Concorso straordinario bis, come funzionerà la prova orale

Il concorso straordinario bis prevede una sola prova orale, ma con alcune differenze rispetto al concorso ordinario.

L’orale del concorso straordinario bis differenze con l’ordinario

La differenza più evidente rispetto alla procedura ordinaria è rappresentata dal fatto che dovrà svolgere una lezione sulla base della traccia estratta all’inizio dell’orale (e non il giorno prima). La durata della prova dovrebbe anche essere più limitata – la durata complessiva di ogni orale dovrebbe essere di trenta minuti. Come nell’ordinario invece le tracce estratte non potranno più essere utilizzate per i successivi sorteggi.

Come per l’orale del concorso ordinario, per le classi di concorso A-24, A-25, B-02 la prova è condotta nella lingua straniera oggetto d’insegnamento.

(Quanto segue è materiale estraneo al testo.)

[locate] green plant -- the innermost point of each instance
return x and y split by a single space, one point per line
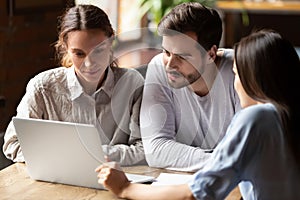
158 8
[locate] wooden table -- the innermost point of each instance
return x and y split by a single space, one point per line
16 184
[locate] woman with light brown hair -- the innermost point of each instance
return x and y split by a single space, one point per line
89 88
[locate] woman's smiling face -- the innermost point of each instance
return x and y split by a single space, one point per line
90 53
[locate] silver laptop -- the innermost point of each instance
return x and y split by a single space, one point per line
63 152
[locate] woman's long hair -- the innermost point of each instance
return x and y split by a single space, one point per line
269 69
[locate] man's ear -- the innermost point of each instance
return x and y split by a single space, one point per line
212 54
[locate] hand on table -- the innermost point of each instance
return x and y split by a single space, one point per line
111 176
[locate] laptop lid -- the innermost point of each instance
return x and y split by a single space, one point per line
63 152
60 152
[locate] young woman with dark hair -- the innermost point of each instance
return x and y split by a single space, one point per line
260 151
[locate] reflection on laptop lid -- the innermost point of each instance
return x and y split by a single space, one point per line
62 152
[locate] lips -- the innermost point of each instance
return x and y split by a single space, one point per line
92 72
172 75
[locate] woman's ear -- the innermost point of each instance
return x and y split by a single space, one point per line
212 54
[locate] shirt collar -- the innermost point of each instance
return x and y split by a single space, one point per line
108 84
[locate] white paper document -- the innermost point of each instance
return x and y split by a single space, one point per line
172 179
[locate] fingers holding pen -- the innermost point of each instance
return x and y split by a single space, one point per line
111 176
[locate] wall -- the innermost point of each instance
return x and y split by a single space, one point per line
25 50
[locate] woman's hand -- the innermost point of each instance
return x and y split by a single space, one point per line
111 176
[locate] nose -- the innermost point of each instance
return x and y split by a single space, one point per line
171 61
87 61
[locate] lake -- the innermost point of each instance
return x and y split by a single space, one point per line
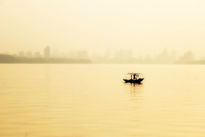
92 101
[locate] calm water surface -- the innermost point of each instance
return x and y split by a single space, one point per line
93 101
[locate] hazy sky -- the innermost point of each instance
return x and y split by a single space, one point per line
145 26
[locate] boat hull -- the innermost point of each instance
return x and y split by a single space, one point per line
138 81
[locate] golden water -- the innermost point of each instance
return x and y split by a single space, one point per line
93 101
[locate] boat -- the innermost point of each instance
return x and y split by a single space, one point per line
134 78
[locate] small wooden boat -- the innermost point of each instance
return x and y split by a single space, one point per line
134 78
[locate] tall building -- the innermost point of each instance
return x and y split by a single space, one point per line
47 52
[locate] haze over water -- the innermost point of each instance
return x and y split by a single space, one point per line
93 101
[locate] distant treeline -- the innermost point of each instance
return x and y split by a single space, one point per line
5 58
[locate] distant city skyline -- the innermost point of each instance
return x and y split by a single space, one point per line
146 27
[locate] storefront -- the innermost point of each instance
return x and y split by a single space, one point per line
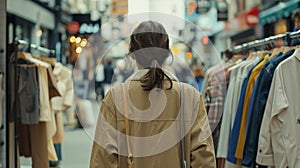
37 25
276 17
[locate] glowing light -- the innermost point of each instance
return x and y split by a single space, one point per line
72 39
39 32
78 50
83 43
188 55
205 40
78 39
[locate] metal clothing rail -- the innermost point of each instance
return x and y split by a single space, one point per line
33 46
264 41
17 43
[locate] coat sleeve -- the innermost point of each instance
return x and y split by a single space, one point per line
104 150
202 148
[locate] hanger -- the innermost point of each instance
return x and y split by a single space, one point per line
275 51
28 57
51 61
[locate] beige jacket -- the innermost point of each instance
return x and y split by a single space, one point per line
110 146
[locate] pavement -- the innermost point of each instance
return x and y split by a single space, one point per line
76 148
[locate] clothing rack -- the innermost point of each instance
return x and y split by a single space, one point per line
257 43
17 43
34 46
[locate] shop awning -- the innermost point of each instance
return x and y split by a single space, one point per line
282 9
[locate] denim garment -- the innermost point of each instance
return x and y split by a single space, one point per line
257 107
233 140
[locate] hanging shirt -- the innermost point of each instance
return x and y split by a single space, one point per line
230 107
250 85
279 138
65 88
215 92
237 121
257 106
99 73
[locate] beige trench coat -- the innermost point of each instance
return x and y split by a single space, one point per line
108 145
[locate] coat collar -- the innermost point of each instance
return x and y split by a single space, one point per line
140 73
297 54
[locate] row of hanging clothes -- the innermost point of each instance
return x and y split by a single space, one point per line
252 104
41 89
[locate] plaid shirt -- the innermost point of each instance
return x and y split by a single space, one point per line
215 93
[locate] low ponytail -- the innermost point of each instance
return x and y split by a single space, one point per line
149 43
154 78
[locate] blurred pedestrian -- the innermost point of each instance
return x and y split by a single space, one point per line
149 46
198 80
108 74
296 19
99 79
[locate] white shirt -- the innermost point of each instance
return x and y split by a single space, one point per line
279 139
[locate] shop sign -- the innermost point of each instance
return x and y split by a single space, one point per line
191 6
89 28
243 21
73 27
222 11
203 6
119 7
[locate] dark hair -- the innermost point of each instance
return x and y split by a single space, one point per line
150 44
296 14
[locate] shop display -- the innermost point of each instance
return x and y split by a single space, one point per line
258 102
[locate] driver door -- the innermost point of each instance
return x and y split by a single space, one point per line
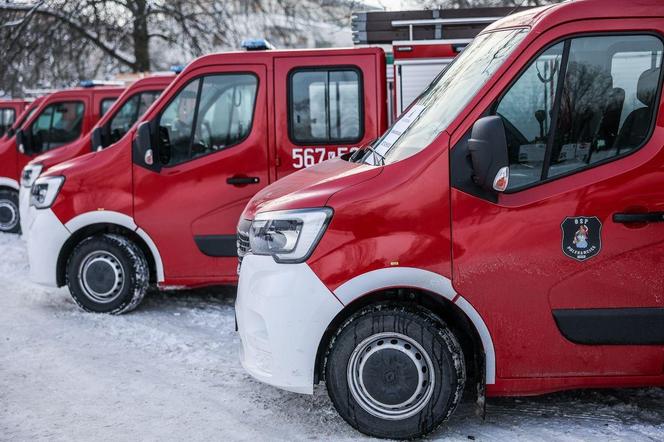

Su cosa verterà il concorso straordinario bis

L’orale dovrà accertare la preparazione del candidato su tre temi:

  1. il contenuto disciplinare previsto dall’allegato A al decreto n° 108 del 28 aprile 2022 – lo potete scaricare qui;
  2. la capacità di comprendere e conversare in lingua inglese almeno al livello B2 del Quadro Comune Europeo di Riferimento.
  3. essere in grado di compiere una progettazione didattica efficace. Questo comprende l’illustrazione delle scelte contenutistiche, didattiche e metodologiche, esempi di utilizzo pratico delle tecnologie digitali; finalizzate al raggiungimento degli obiettivi previsti dagli ordinamenti didattici vigenti.

Il punteggio della prova orale

Per la prova orale la commissione potrà dare fino a cento punti – e come molti di voi sapranno non è previsto un voto minimo per il superamento della prova. Il punteggio dovrebbe derivare dalla somma delle valutazioni attribuite in quattro ambiti:

  1. si possono dare fino a 40 punti per la capacità di elaborare una progettazione appropriata, la sua contestualizzazione e la sua efficacia anche in rapporto alle TIC, finalizzata al raggiungimento degli obiettivi previsti dagli ordinamenti didattici vigenti;
  2. altri quaranta punti possono essere attribuiti in base alla padronanza dei contenuti disciplinari sulle competenze metodologiche del candidato;
  3. fino a dieci punti dipenderanno invece dalla capacità espositiva del candidato, la sua fluidità e la strutturazione della progettazione e infine la correttezza linguistica e terminologica nell’interlocuzione con la commissione;
  4. gli ultimi dieci punti riguarderà la comprensione e la produzione in lingua inglese su argomenti di ordine generale, accademico e professionale con riferimento almeno al livello B2 del Quadro Comune Europeo di Riferimento.